Torna a brillare la Versailles di casa nostra

A settembre terminano i restauri all’atelier Policardi di piazza Minghetti (FOTO)

L'atelier Policardi (FotoSchicchi)

L'atelier Policardi (FotoSchicchi)

Bologna, 8 agosto 2014 - QUANDO BOLOGNA diventò Parigi. E scoprì, grazie a una famiglia di patrioti risorgimentali di Vittorio Veneto, rifugiatisi sotto le Due Torri, la haute couture, Chanel, Balenciaga, la Belle Epoque, e ciò che era à la page tra le signore del bel mondo internazionale. Quella famiglia si chiamava Policardi, e dopo la morte del capostipite Giovanni Maria, che fondò l’azienda nel 1860, fu il figlio maggiore Lorenzo a farne una delle botteghe più ricercate e delle più prestigiose firme sartoriali italiane. Siamo in Piazza Minghetti, nell’angolo verso via de’ Toschi, a ridosso della medievale Casa Caccianemici e della Torre dei Toschi, a poca distanza dal luogo natale di Santa Caterina de’ Vigri. Qui, al piano terreno dell’edificio contrassegnato con il numero 3, si apre lo spazio vastissimo dell’atelier che cessò nel 1952 e che aveva il suo cuore sfavillante nel Salone Versailles — Parigi, sempre Parigi —, destinato alle sfilate e alle presentazioni dei modelli per clienti che si chiamavano Emma Gramatica, Lyda Borelli e Mafalda di Savoia.

ADESSO, per la Versailles nostrana, risalente al 1923, è venuto il momento della rimessa a nuovo, decisa e finanziata dai sette eredi Policardi. «Abbiamo iniziato quasi quattro anni fa», spiega la restauratrice Lajla Liparesi Della Volpe, «e, dopo varie interruzioni, contiamo di concludere per settembre». E qual è l’intervento da svolgere? «Premesso che è tutto vincolato», prosegue la signora, «occorre una profonda ripulitura dei motivi dorati, realizzati con vere foglie d’oro, oltre che dei rilievi in gesso, degli stucchi e delle decorazioni dipinte alle pareti e dei vetri». 
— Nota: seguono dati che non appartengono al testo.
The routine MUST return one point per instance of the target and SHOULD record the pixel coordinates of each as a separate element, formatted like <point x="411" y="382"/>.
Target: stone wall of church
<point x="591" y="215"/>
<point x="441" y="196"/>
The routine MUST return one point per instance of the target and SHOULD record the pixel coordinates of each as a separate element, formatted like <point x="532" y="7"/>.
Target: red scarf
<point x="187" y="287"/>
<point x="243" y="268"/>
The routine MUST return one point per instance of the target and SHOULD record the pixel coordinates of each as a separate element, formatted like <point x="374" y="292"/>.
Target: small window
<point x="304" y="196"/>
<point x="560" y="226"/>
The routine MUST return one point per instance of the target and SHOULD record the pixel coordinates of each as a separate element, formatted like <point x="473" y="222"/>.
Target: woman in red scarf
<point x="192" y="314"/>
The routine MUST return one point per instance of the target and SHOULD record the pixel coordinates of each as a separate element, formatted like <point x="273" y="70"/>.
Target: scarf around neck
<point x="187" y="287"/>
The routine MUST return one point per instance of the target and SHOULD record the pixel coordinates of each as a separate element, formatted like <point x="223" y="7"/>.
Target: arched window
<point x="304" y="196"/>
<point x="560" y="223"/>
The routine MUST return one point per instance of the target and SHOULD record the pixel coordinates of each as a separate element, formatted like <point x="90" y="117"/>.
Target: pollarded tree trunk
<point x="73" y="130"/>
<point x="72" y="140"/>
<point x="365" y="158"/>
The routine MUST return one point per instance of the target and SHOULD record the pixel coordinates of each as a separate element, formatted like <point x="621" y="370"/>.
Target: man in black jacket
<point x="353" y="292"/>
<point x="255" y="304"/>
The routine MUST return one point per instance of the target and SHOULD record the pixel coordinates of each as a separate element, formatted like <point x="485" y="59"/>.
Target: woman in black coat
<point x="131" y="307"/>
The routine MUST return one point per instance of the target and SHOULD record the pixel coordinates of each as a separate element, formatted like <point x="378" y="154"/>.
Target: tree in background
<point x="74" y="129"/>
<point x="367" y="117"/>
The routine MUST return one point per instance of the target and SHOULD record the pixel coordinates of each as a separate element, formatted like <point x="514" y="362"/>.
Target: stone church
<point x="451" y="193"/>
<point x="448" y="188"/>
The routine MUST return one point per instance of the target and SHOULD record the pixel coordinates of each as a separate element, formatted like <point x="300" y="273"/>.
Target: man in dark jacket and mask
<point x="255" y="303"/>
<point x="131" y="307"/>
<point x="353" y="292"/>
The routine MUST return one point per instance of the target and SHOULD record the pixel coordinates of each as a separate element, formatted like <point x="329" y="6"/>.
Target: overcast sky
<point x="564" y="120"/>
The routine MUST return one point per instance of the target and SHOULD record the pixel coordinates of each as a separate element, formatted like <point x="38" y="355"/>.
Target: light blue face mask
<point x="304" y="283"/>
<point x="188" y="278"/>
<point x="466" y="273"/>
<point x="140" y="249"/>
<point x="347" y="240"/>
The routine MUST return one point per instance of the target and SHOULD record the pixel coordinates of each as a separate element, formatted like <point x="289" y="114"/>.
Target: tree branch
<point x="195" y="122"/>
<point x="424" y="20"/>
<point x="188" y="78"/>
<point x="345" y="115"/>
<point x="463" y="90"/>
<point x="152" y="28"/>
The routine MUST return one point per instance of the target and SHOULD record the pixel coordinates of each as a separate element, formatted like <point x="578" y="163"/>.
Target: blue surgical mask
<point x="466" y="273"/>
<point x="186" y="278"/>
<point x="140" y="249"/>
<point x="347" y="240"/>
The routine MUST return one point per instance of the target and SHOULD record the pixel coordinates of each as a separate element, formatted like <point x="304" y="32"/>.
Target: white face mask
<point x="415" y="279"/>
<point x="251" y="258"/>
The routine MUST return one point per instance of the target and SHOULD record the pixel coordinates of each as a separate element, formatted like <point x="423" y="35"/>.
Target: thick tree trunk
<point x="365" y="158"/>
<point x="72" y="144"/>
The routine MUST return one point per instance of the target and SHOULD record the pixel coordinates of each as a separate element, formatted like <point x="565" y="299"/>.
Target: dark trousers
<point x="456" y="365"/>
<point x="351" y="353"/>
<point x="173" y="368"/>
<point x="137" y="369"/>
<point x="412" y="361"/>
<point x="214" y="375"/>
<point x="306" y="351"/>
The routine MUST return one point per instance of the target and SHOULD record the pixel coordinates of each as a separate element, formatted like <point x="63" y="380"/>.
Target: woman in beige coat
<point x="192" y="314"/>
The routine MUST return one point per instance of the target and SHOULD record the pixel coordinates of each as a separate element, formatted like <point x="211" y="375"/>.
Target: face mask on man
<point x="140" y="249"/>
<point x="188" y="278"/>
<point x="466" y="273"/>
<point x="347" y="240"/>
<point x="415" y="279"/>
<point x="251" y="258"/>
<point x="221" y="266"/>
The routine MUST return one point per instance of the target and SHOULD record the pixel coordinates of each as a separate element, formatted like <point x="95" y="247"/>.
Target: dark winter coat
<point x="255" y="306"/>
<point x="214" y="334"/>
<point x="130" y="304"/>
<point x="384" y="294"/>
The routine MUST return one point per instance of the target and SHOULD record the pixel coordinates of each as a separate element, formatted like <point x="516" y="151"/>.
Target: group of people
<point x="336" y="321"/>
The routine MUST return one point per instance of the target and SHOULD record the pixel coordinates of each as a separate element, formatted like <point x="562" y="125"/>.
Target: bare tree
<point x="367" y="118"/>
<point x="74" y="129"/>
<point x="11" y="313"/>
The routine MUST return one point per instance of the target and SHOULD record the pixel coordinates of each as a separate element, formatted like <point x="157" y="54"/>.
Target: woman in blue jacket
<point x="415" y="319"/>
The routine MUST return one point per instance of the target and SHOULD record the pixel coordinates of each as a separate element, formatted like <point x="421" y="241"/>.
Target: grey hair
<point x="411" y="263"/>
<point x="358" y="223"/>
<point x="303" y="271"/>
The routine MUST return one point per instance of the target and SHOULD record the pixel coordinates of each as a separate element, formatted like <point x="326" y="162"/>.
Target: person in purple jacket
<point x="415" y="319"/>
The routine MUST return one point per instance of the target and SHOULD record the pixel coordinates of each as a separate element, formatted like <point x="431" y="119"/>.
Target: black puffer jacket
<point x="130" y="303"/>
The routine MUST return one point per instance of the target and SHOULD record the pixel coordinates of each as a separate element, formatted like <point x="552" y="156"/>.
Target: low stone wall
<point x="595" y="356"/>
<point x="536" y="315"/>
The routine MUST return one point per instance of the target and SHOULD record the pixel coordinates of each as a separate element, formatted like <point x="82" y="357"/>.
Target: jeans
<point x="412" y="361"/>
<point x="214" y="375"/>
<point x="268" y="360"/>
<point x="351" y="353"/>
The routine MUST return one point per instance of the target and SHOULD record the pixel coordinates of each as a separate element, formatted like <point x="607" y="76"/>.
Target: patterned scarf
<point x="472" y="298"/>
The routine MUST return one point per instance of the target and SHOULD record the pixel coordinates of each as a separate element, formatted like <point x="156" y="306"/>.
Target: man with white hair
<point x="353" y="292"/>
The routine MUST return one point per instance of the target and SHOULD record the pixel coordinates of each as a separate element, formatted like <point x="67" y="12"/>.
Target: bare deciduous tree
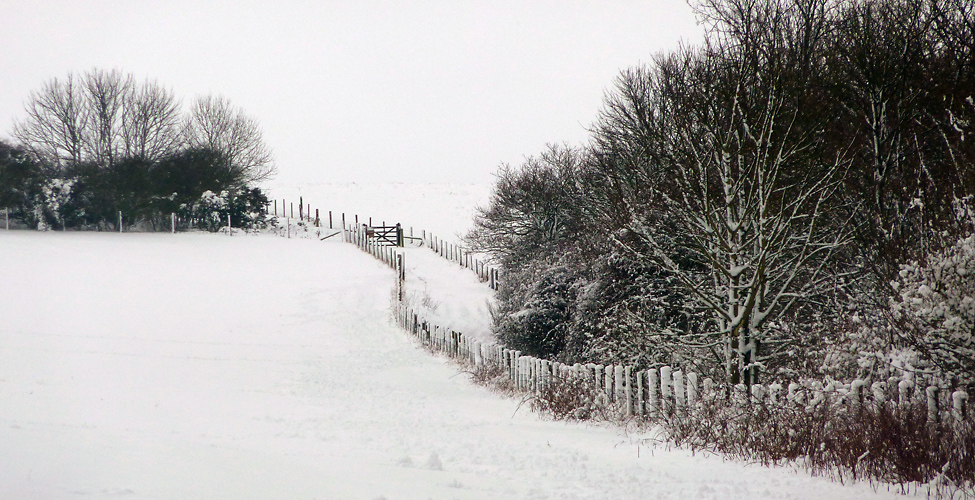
<point x="217" y="125"/>
<point x="100" y="118"/>
<point x="56" y="119"/>
<point x="151" y="124"/>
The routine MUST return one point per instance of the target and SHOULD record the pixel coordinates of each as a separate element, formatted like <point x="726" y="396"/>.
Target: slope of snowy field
<point x="443" y="209"/>
<point x="159" y="366"/>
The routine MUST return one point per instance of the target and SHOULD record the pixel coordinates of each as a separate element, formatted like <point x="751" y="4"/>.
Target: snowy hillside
<point x="444" y="209"/>
<point x="164" y="366"/>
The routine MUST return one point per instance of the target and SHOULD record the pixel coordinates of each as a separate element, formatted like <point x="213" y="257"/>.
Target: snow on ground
<point x="447" y="294"/>
<point x="446" y="210"/>
<point x="159" y="366"/>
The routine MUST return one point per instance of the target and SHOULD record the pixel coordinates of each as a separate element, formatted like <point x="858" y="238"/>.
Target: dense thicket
<point x="748" y="206"/>
<point x="100" y="144"/>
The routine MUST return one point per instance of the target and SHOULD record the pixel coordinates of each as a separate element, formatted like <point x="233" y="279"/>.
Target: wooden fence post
<point x="691" y="389"/>
<point x="932" y="395"/>
<point x="665" y="388"/>
<point x="679" y="398"/>
<point x="628" y="390"/>
<point x="620" y="383"/>
<point x="959" y="406"/>
<point x="653" y="386"/>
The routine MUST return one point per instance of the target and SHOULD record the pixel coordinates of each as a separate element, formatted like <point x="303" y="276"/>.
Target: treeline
<point x="792" y="197"/>
<point x="100" y="144"/>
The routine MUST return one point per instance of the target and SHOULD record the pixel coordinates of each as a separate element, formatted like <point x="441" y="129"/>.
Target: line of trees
<point x="94" y="145"/>
<point x="763" y="204"/>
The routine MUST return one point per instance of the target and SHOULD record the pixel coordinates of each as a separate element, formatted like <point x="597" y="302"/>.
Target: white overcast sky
<point x="360" y="91"/>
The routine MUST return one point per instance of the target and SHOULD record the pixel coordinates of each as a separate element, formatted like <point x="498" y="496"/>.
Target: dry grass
<point x="895" y="445"/>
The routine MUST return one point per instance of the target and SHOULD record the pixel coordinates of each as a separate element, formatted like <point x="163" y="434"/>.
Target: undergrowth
<point x="874" y="443"/>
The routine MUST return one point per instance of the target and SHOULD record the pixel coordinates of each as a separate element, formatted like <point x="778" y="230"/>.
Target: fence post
<point x="758" y="393"/>
<point x="628" y="389"/>
<point x="904" y="387"/>
<point x="665" y="388"/>
<point x="679" y="398"/>
<point x="653" y="384"/>
<point x="691" y="388"/>
<point x="932" y="394"/>
<point x="959" y="407"/>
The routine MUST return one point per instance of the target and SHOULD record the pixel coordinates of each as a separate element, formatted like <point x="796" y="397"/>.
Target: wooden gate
<point x="387" y="236"/>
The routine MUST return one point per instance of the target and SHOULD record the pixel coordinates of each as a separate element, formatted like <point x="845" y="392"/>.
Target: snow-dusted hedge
<point x="938" y="299"/>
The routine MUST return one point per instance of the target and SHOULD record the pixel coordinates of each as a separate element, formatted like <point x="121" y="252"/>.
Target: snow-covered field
<point x="206" y="366"/>
<point x="443" y="209"/>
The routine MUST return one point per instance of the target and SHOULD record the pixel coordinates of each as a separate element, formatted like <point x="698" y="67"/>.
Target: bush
<point x="937" y="300"/>
<point x="894" y="444"/>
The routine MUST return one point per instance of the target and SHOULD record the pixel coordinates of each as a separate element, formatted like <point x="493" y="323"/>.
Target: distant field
<point x="445" y="209"/>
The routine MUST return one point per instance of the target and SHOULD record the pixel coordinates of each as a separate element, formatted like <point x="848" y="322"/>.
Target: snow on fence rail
<point x="653" y="392"/>
<point x="666" y="391"/>
<point x="359" y="232"/>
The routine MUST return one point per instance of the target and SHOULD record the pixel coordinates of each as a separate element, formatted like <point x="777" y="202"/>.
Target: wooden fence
<point x="649" y="392"/>
<point x="357" y="232"/>
<point x="657" y="392"/>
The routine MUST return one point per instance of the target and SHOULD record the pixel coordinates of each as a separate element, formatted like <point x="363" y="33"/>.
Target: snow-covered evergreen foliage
<point x="745" y="205"/>
<point x="940" y="296"/>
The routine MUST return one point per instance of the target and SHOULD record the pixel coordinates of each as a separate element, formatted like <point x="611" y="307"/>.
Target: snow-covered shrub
<point x="938" y="299"/>
<point x="537" y="314"/>
<point x="52" y="205"/>
<point x="892" y="443"/>
<point x="245" y="208"/>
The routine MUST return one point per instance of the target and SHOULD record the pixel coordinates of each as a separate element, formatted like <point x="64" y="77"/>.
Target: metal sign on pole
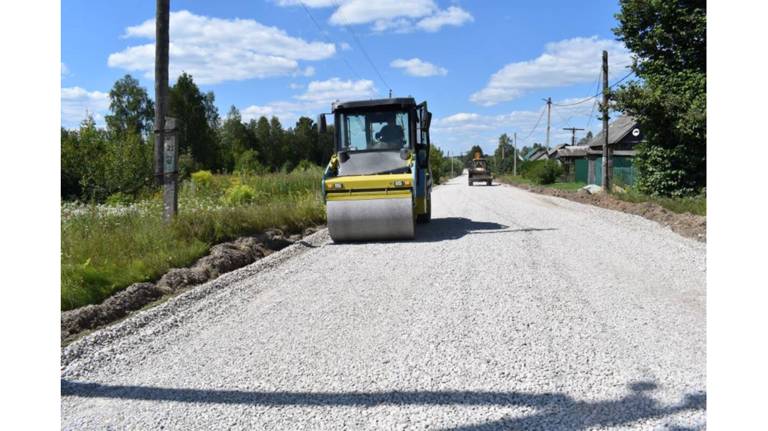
<point x="170" y="170"/>
<point x="607" y="151"/>
<point x="162" y="14"/>
<point x="514" y="152"/>
<point x="549" y="118"/>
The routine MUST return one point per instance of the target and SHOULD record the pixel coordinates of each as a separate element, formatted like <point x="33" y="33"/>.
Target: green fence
<point x="623" y="171"/>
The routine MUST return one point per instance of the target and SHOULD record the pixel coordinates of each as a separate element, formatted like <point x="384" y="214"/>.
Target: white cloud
<point x="315" y="99"/>
<point x="563" y="63"/>
<point x="455" y="16"/>
<point x="309" y="3"/>
<point x="77" y="102"/>
<point x="418" y="67"/>
<point x="336" y="89"/>
<point x="214" y="50"/>
<point x="366" y="11"/>
<point x="384" y="15"/>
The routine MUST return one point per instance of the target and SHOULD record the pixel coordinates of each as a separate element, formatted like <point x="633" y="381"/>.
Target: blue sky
<point x="483" y="66"/>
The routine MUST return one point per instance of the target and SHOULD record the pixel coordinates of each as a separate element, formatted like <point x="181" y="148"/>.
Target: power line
<point x="362" y="48"/>
<point x="322" y="34"/>
<point x="534" y="127"/>
<point x="597" y="93"/>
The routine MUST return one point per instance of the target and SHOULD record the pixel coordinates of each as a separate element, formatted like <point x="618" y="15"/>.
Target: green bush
<point x="248" y="163"/>
<point x="542" y="171"/>
<point x="666" y="171"/>
<point x="119" y="198"/>
<point x="239" y="194"/>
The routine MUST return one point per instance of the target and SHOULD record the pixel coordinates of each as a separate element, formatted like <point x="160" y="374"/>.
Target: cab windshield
<point x="374" y="131"/>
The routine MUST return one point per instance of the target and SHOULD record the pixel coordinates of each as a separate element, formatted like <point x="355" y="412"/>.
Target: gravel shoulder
<point x="511" y="310"/>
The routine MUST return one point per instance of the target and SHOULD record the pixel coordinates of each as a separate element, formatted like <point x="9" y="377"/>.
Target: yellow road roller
<point x="378" y="184"/>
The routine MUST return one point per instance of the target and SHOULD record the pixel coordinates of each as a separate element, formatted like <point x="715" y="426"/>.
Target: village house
<point x="583" y="163"/>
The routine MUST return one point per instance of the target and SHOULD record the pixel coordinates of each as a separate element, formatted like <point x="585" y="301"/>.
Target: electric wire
<point x="597" y="93"/>
<point x="535" y="126"/>
<point x="322" y="34"/>
<point x="362" y="49"/>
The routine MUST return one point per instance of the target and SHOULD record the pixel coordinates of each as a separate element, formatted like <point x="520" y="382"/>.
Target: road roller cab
<point x="378" y="183"/>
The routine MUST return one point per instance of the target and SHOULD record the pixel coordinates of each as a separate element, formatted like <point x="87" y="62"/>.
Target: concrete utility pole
<point x="573" y="133"/>
<point x="161" y="82"/>
<point x="514" y="158"/>
<point x="607" y="152"/>
<point x="549" y="117"/>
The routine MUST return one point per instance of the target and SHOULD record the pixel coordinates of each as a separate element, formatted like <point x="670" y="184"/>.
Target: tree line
<point x="97" y="163"/>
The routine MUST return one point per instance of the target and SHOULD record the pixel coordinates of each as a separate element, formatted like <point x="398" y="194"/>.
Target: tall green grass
<point x="105" y="249"/>
<point x="696" y="205"/>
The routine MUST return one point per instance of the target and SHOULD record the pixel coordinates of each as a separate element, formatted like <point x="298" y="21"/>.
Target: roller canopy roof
<point x="394" y="103"/>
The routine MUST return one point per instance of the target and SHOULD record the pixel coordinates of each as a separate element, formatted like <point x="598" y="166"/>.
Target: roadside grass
<point x="105" y="249"/>
<point x="518" y="180"/>
<point x="696" y="205"/>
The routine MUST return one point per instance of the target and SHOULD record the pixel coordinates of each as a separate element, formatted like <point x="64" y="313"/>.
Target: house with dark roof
<point x="624" y="134"/>
<point x="537" y="154"/>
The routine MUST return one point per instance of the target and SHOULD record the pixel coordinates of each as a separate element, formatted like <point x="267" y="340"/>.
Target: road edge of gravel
<point x="686" y="224"/>
<point x="166" y="313"/>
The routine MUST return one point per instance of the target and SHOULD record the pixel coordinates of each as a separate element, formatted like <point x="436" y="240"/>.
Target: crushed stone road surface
<point x="510" y="310"/>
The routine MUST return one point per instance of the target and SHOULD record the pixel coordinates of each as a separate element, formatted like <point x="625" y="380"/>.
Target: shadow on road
<point x="554" y="410"/>
<point x="441" y="229"/>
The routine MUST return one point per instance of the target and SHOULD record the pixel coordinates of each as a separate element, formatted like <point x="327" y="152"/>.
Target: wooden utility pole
<point x="166" y="147"/>
<point x="607" y="152"/>
<point x="549" y="117"/>
<point x="514" y="151"/>
<point x="161" y="82"/>
<point x="573" y="133"/>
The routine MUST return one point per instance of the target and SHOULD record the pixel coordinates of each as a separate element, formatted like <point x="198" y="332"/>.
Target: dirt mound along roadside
<point x="222" y="258"/>
<point x="687" y="225"/>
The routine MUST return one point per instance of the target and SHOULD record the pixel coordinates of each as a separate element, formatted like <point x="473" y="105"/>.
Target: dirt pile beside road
<point x="221" y="259"/>
<point x="687" y="225"/>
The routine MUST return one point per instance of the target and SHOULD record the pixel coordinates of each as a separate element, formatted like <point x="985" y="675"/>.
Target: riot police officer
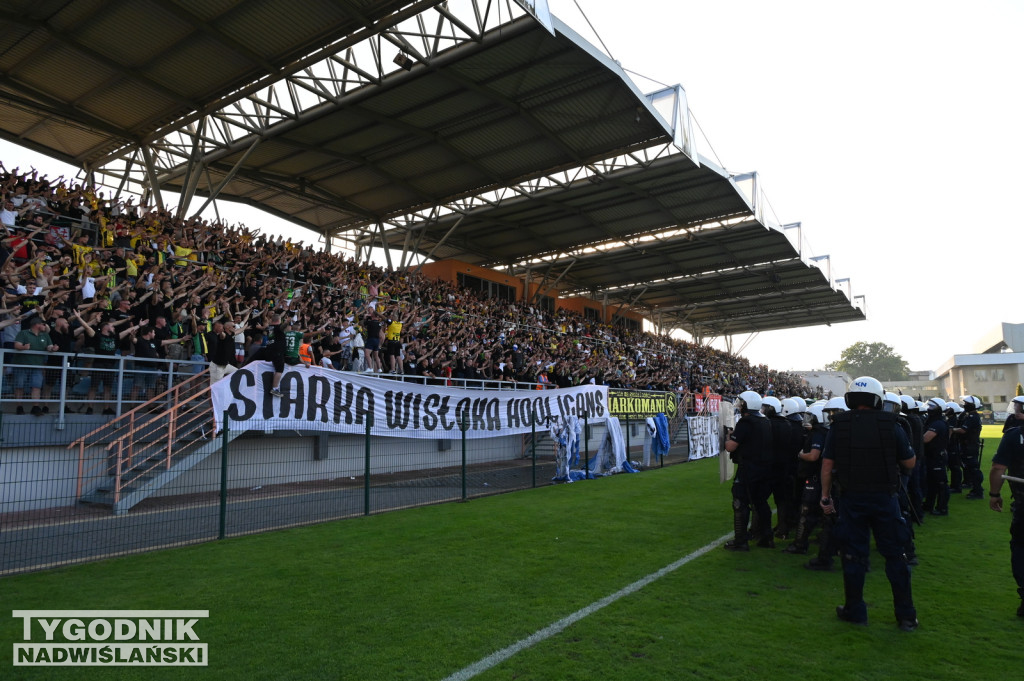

INSIEME alla Liparesi è all’opera il professor Sotirios Karoutsos, nato in Grecia e trasferitosi a Bologna all’avvento dei colonnelli, docente di Restauro dei dipinti murali all’Accademia di Belle Arti. «Ci tengo a sottolineare — afferma l’insegnante — che a questo restauro partecipano attivamente anche tre tirocinanti del mio corso, Elisa Melchiorri, Francesco Savoia e Sara Pastorelli e un altro giovane, Roberto Cavallo, che si occupa della ricerca storica. Si tratta di uno dei cantieri scuola che siamo impegnati a organizzare», precisa orgogliosamente. «I restauri di un gruppo di statue all’ingresso principale della Certosa — in particolare i due giganteschi Piagnoni scolpiti dal Putti, simbolo del cimitero — e quelli delle pitture murali del transetto, dell’abside e della cupola della chiesa di Santa Maria Maddalena, di fronte alla Pinacoteca, dimostrano già le capacità e la passione per il mestiere dei nostri ragazzi».

SE CI SI AGGIRA un po’ all’interno dei locali si scoprono altre cose. Che i dipinti sui muri dell’atrio portano la firma di un non meglio identificato V. Serra, che lo stuccatore faceva Lambertini e che, in fondo al Salone Versailles, c’è un giardino bisognoso di cure urgenti, al pari delle due statue bronzee che occhieggiano tra l’affastellamento del verde. Sempre nel giardino si trovano le botole che portavano al sotteraneo, dove cucivano in condizioni igieniche facilmente immaginabili fino a 200 operaie. Una scala conduce invece allo spazio moderno aggiunto successivamente, che si protende fino al limite dei primi negozi di via de’ Toschi.

A RESTAURO ULTIMATO l’ex atelier andrà in affitto. Una libreria? Un ristorante? Un’altra casa di mode? I metri quadri abbondano. La speranza è che i nuovi venuti siano degni dei loro predecessori. Di ‘non luoghi’ del commercio per turisti mordi-e-fuggi siamo già fin troppo pieni.